We’ve eaten tons of suman in our lifetime. Suman from gelatinous rice. Suman from cassava and other root crops. Budbud kabog. Suman pinipig. Green, yellow, while and all shades of color. Sweet, very sweet, bland, and all shades of taste. Suman can be ordinary, but it can also be gourmet.
This morning is different — we had our first taste of Suman sa Lihiya. This type of suman comes bundled in twos, bundled together with a white tie. It’s still wrapped in banana leaf. This gave us a thought — a suman is not a suman if not wrapped in banana leaf. Then we remember that some types of suman are wrapped in coconut leaves. We’re sure there are other variations (we’re also sure somebody knows that and would tell us through the comment section below).

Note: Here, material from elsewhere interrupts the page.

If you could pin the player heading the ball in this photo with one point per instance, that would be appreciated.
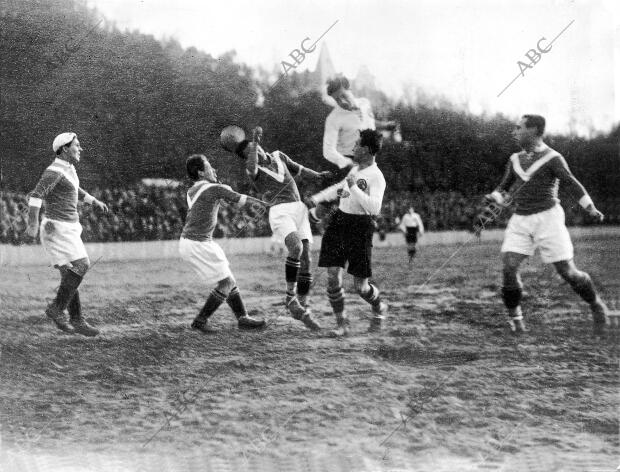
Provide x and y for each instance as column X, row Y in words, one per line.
column 273, row 176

We asked why it’s called Suman sa Lihiya. Is it the place of origin? Is it from a name of an ingredient? The only answer we got was that lihiya refers to some lye (by way of update, we encountered KitcheNette who confirmed that lihiya refers to lye, and that suman lihiya is also called Suman Bulagta, consumed with latik or toasted coconut flakes and a drizzling of sugar on top. One “bulagta” really packs a punch, she said, “kaya nabubulagta ka sa sarap“). Exactly what “lye” means, somebody please tell us. We’ve heard that Suman sa Lihiya originated from Nueva Ecija.
What’s distinctive about Suman sa Lihiya, in our opinion, is the different consistency of the gelatinous or sticky rice (English Patis talks about the recipe; ingredients and and how to cook it). While it’s soft and sticky, just like any suman should be, there’s a hint of crispiness with each grain of rice. The closest we could imagine is fried suman (when suman is about to get spoiled, we usually fry it and eat it; no waste).
Anyway, Suman sa Lihiya is bland. Not sweet compared to other suman or kakanin. This is bland because it’s supposed to be eaten with something on the side. That morning the side ingredients were grated coconut sprinkled over the suman, with plain white sugar to boot. Tastes great.